Mr. Naqui performs surgery for tennis elbow at a number of hospitals around Manchester (see Hospitals page).
A scar measuring 2 to 3cm is needed around the elbow to directly view and cut away the damaged region of muscle and tendon.
Surgery usually lasts 20 minutes and is performed under local, regional or general anaesthetic. Patients usually go home the same day with their arm in a splint. Non-dissolvable sutures are used which will be removed at 10-14 days by your GP or in the Hand clinic.
What happens after the surgery?
Taking simple painkillers (e.g. paracetamol, ibuprofen) regularly for the first few days after surgery will help reduce any post-operative pain.
Mr. Naqui and the physiotherapist will provide you with specific regular elbow exercises to follow after surgery to give you the best chance of regaining muscle strength and pain-free movement.
You will be followed up in Mr.

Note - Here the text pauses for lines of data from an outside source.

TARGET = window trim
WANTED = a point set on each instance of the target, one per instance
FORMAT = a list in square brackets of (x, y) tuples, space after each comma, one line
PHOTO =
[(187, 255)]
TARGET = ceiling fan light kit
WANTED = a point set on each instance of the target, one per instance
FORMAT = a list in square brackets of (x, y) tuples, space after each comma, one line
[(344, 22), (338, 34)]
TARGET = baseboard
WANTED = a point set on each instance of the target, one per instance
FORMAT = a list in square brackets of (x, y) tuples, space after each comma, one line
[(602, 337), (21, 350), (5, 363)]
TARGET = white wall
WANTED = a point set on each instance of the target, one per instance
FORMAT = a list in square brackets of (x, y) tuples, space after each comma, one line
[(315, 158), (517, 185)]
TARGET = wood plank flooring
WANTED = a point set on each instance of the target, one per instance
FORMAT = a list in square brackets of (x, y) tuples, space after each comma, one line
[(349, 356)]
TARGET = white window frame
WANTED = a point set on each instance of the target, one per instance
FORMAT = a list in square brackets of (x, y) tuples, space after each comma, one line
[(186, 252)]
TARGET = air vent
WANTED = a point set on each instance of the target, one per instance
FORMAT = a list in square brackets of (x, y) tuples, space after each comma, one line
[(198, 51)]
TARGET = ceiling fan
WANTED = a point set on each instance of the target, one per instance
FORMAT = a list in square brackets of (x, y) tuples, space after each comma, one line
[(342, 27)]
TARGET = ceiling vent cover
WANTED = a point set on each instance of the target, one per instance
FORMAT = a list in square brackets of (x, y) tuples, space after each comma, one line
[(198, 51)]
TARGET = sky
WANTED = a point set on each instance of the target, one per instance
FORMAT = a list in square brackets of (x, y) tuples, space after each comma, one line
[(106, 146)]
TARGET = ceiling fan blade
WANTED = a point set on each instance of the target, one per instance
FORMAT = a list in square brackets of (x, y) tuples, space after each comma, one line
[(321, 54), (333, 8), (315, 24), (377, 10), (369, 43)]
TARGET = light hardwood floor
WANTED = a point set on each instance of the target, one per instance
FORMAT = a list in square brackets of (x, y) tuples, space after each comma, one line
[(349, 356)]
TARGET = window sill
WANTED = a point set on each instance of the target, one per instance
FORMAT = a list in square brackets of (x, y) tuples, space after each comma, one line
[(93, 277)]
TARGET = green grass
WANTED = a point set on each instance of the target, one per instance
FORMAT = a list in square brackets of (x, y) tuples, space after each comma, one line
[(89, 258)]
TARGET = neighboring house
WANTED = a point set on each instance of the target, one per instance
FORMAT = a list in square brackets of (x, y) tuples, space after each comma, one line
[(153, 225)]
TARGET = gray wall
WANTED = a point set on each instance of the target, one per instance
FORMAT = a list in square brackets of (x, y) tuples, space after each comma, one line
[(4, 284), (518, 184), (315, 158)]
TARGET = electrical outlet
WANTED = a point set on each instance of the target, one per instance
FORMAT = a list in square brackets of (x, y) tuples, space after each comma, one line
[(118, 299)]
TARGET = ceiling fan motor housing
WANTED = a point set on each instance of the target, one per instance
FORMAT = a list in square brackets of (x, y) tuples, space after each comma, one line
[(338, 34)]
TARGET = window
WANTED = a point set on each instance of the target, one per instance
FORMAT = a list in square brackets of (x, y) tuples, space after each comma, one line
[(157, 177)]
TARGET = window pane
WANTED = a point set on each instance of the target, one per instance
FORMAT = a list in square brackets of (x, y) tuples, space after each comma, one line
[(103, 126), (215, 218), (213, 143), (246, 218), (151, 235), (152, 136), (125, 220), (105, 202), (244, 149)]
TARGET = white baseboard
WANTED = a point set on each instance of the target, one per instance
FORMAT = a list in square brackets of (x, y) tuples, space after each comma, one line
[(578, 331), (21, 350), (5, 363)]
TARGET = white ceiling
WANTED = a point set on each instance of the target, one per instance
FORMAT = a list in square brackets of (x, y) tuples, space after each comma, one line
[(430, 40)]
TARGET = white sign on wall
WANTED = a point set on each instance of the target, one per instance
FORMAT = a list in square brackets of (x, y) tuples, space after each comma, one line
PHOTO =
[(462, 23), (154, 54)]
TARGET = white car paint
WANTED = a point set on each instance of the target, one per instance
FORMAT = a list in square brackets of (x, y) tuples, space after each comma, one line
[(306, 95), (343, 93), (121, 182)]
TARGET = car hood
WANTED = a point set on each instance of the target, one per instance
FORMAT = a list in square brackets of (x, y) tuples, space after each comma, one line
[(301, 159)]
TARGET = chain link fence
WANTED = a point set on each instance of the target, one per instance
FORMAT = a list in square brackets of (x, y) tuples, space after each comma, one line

Naqui’s clinic within 2 weeks of surgery.
When I can return to normal activity?
This is dependent on symptom severity, your normal daily activities, the surgery performed and your rate of recovery. Following a discussion with you a specific recommendation will be made based on these factors.
Manual workers whose occupation was the main cause behind developing golfer’s elbow may need to discuss a modification of their work activities with their employer or take some time off work to enable a safe recovery.
Sports players may also need to discuss technique modification with their sports coach or stop the sporting activity until they have recovered.
Full recovery may take from 6 months up to 2 years.
What are the complications of surgery?
Common complications include pain, stiffness and some loss in muscle strength.
Since patients often continue with the occupation that initially caused their golfer’s elbow, it is possible that the condition will recur.
The risks of post-operative infection, nerve and vessel injury are small.